Os conflitos intrapsíquicos, o último passo neste processo, englobam baixa de auto-estima, perda de controle sobre a sua vida, que, no caso do cuidar, provêm do

aprisionamento na função, que ocorre frequentemente de forma involuntária, da perda do self do cuidador, por arrasto com a perda de capacidades de uma pessoa que tinha um papel importante na sua vida, do sentimento de (in)competência, ou do sentimento de ganho (ou perda) existencial.

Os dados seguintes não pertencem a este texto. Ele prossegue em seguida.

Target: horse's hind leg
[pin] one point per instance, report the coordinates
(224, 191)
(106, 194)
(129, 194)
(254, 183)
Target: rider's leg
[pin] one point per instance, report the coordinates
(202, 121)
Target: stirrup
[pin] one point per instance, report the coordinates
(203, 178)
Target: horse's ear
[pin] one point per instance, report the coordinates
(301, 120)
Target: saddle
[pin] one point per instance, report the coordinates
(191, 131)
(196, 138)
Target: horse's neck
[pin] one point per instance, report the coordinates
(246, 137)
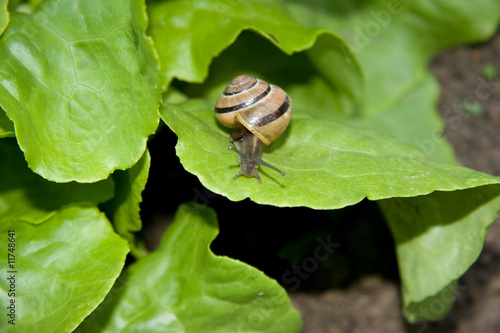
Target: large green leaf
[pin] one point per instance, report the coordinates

Tabela 4: Stressores secundários de Pearlin

Relacionados com a função

Familiares

Outras funções (trabalho) Empobrecimento financeiro Empobrecimento social e lúdico

Intrapsíquicos

Aprisionamento na função

Auto-estima Perda do self

(in)competência

Controle sobre a sua vida Ganho / perda existencial

É consensual que as pessoas são diferentemente afectadas por stressores idênticos, e isso é habitualmente explicado pelo papel dos modeladores (Li, Cooper, Bradley, Shulman, & Livingston, 2012). Embora seja de esperar que essas diferenças não se devam apenas aos modeladores, eles terão certamente algum peso. Pearlin et al. (1990) consideram como modeladores o coping e o apoio social, e chamam a atenção para a sua importância, não tanto nos factores primários des stresse, mas sobtretudo nos factores secundários, onde poderão ser relevantes na limitação da sua proliferação.

Figura 2: Stress Process Model de Pearlin et al. (1990)

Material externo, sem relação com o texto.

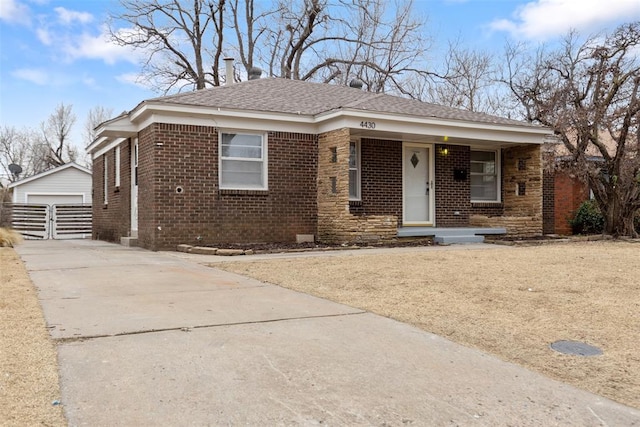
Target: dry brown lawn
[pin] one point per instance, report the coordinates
(28, 364)
(511, 302)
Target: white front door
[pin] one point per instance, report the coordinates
(134, 188)
(417, 185)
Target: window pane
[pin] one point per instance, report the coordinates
(242, 145)
(353, 156)
(483, 156)
(484, 179)
(483, 187)
(242, 174)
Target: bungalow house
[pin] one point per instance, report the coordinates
(275, 160)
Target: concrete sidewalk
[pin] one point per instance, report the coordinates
(150, 338)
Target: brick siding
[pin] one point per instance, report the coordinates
(522, 214)
(569, 193)
(452, 196)
(113, 220)
(381, 178)
(548, 202)
(180, 200)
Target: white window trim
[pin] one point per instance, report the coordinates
(265, 160)
(498, 175)
(359, 170)
(117, 166)
(105, 179)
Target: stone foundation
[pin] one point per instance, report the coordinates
(517, 226)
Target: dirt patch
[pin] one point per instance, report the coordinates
(268, 248)
(512, 302)
(29, 390)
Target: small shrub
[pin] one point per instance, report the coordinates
(588, 219)
(9, 237)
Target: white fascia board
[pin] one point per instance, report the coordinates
(220, 118)
(453, 129)
(114, 143)
(96, 143)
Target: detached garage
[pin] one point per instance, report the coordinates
(53, 204)
(66, 184)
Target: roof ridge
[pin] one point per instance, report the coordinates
(368, 96)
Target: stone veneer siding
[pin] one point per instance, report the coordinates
(113, 220)
(186, 156)
(522, 215)
(336, 222)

Salientamos neste modelo de Pearlin et al. (1990)a conceptualização dos factores de stresse em primários e secundários, o que nos parece adequar-se à natureza

prolongada no tempo do cuidar de uma pessoa com demência, e assim melhor explicar a sucessão de fenómenos objectivos e subjectivos, e os seus efeitos de retro-alimentação positiva ou negativa.

Cuidador

Recursos pessoais Contexto Stressores primários Modeladores Stressores secundários CONSEQUÊNCIAS Emocionais Físicas Sociais

5.3.2. O modelo de sobrecarga de Lawton.

O modelo de sobrecarga de Lawton, Moss, Kleban, Glicksman e Rovine (1991) salienta a permanente avaliação que o cuidador faz de todas as fases e componentes do processo, incluindo a avaliação que faz de si próprio. Identificamo-nos com este modelo, na medida em que considera que todo o processo de sobrecarga é

subjectivamente apreciado. Este modelo tem ainda uma componente adicional, ao considerar que no processo de cuidar não existe, para o cuidador, apenas a sobrecarga, mas também elementos de satisfação.

Na nossa opinião, embora possamos questionar a utilização do termo satisfação, consideramos que o cuidar pode ser uma experiência com uma dimensão humana enriquecedora para o cuidador. De qualquer forma, entendemos esta referência à presença de satisfação, como uma chamada de atenção para os aspectos relacionais no cuidar. No entanto, a questão relacional não é mais explorada neste modelo.

5.3.3. A dimensão relacional (ou interpessoal) entre cuidador e cuidado.

Os modelos anteriormente discutidos, estabelecem uma base teórica em que são considerados aspectos subjectivos do cuidador, e a natureza prolongada no tempo da função de cuidar, e dessa forma, permitem abarcar um vasto conjunto de fenómenos objectivos e subjectivos que podem surgir no processo de cuidar de uma pessoa com demência mas, embora levantem a questão dos aspectos relacionais entre cuidador e cuidado, acabam por não se deter sobre eles. A dimensão interpessoal entre cuidador e cuidado é considerada apenas como antecedente, como precursora da situação actual, mas não como continuando a existir na situação actual. Quando o processo de cuidar é considerado no presente, apenas se fala em desvanecer da relação, a relação pela sua ausência, pelo que resta do que antes existia, como se nada mais de novo pudesse

acontecer entre as pessoas a partir do início do processo demencial. Quando é referida a relação entre cuidador e cuidado ao longo do processo de cuidar, é-o apenas nos seus aspectos instrumentais, como a qualidade dos cuidados, a prevenção e o controle das alterações de comportamento, a preservação da autonomia, das capacidades cognitivas e do self. Esta abordagem mais instrumental, mesmo para cuidadores profissionais, parece-nos uma abordagem parcial da sua experiência, mais ainda o será para os cuidadores familiares. A relação entre cuidador e cuidado é um processo dentro do processo de cuidar, e, admitimos, estes aspectos interpessoais entre cuidador e cuidado, poderão ter um peso significativo no desencadear do desgaste nos cuidadores.